Pekka Hämäläinen and Samuel Truett reflect in their 2011 account “On Borderlands” about the expansion of research approaches and the usefulness of the fashionable (academic) application of the borderland concept in the humanities. Although the concept had been applied with varying degrees of success, the power of borderlands as analytical tool appears already in Gloria Anzaldúa’s summary of her own stories of living in the borderland, namely borderlands exist wherever two or more cultures exist. Similarly, the observation of Etienne Balibar that “borders are everywhere” rely very much on narrativizations of experiences through different channels. These channels are particularly interesting in the context of this conference and include poetry, maps, biographical accounts and, more recently, numerous digital approaches.
Globalization supported a perspective of borderlessness beyond any containments like national, imperial or regional spaces and opened up these centrist research perspectives on spaces and orders. Spatial mobility here implies to cross borders, but does not mean to cross them out. They continue to be part of our cognitive and physical world. They remain part of our social, cultural, political and economic world making processes not only through experiences at and across the border but particularly through debates, discourses and images embedded in a multitude of narratives. We therefore ask: What happens with borders and borderlands in the narratives about times of historical and contemporary globalization? Do we cross or transgress borders? What does it mean when we use one or the other concept? Who has particular interest to present borders and borderlands in a specific way? Which media were used to disseminate ideas? Which of these choices confirm and which subvert the border?

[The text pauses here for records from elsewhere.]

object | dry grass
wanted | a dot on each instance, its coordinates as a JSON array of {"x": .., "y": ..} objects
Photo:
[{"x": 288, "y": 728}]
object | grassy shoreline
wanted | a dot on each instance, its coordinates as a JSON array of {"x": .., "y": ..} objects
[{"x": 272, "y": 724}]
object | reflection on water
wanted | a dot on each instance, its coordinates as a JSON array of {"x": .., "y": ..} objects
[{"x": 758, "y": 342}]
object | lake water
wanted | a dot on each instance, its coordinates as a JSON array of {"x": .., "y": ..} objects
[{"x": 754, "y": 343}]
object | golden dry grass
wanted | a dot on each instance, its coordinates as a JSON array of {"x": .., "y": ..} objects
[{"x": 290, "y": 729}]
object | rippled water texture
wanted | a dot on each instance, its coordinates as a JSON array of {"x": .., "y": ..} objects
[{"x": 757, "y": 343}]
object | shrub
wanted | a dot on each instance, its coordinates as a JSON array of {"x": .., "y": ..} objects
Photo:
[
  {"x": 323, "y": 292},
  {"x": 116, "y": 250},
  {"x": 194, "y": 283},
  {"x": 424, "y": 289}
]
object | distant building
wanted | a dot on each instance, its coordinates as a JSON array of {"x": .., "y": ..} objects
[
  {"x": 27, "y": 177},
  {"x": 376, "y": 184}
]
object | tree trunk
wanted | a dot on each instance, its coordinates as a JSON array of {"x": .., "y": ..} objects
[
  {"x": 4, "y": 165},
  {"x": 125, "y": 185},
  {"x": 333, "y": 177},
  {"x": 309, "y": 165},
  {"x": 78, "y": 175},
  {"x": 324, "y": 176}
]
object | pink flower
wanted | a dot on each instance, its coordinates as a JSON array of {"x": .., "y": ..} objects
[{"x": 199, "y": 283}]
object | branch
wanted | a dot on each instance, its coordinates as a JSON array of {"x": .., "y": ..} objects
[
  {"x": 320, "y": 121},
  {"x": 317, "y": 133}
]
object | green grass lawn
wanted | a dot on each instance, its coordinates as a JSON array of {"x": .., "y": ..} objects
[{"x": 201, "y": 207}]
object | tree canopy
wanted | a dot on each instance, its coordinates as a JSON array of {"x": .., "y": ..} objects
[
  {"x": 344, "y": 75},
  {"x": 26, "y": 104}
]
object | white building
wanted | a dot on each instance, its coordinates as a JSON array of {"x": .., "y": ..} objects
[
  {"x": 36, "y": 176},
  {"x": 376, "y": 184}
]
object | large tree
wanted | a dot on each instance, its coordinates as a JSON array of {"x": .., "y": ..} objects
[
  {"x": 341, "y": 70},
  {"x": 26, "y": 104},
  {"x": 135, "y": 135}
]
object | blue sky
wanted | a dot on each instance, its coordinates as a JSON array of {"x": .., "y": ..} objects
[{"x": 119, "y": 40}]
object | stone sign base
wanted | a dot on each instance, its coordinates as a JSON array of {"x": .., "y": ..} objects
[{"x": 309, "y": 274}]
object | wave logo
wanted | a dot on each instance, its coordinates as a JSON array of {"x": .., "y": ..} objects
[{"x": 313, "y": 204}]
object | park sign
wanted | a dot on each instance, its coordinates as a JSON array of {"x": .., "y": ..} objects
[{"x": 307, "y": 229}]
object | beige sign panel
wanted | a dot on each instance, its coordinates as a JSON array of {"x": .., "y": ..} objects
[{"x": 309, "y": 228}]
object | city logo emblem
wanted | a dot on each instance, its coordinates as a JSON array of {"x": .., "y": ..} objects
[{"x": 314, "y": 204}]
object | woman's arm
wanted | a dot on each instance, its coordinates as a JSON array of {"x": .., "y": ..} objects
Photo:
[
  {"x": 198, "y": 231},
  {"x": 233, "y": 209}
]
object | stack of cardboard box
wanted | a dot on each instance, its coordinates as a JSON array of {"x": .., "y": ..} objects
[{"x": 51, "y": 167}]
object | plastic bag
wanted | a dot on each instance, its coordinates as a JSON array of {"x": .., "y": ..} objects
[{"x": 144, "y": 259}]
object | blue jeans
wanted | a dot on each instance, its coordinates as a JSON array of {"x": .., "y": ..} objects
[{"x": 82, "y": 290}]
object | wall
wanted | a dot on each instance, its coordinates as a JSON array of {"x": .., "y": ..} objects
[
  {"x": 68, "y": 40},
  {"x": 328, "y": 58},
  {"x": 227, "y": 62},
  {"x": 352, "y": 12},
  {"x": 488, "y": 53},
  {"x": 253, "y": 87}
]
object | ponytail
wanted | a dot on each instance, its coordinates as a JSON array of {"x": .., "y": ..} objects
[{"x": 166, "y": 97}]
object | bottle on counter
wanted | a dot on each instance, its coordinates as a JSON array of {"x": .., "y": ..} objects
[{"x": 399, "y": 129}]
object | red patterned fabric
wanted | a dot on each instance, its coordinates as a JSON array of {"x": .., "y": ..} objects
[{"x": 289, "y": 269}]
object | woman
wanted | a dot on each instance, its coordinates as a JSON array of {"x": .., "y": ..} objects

Do media and communication have an impact on these processes and hereby influence perceptions, constructions and dissolution of borders and borderlands?

For detailed information and our porgramme please click here.


Antisemitism – Medieval Roots and Modern Branches

Book Presentation and Panel Debate

Has antisemitism always been the same – “the longest hatred” - or is there a fundamental difference between pre-modern, religious antijudaism and modern, racist antisemitism? How and to what extent are modern outbreaks of antisemitism informed by older fragments of knowledge about Jews as the Other?

The anthology “The Medieval Roots of Antisemitism” (Routledge 2018) takes a fresh approach at these questions. In the panel debate, three of the contributors will present their viewpoint: Jonathan Adams (Göteborg/Copenhagen), who has studied the representations of Jews in the medieval North; Ulrich Wyrwa (Berlin/Potsdam), whose focus is on the radicalization of antisemitism in the 19th and early 20th century; and Brian Klug (Oxford), who has coined the term “new antisemitism” for anti-Jewish stereotypes in connection with the state of Israel. An event organized by the RTG Baltic Borderlands and the Chair of Nordic History.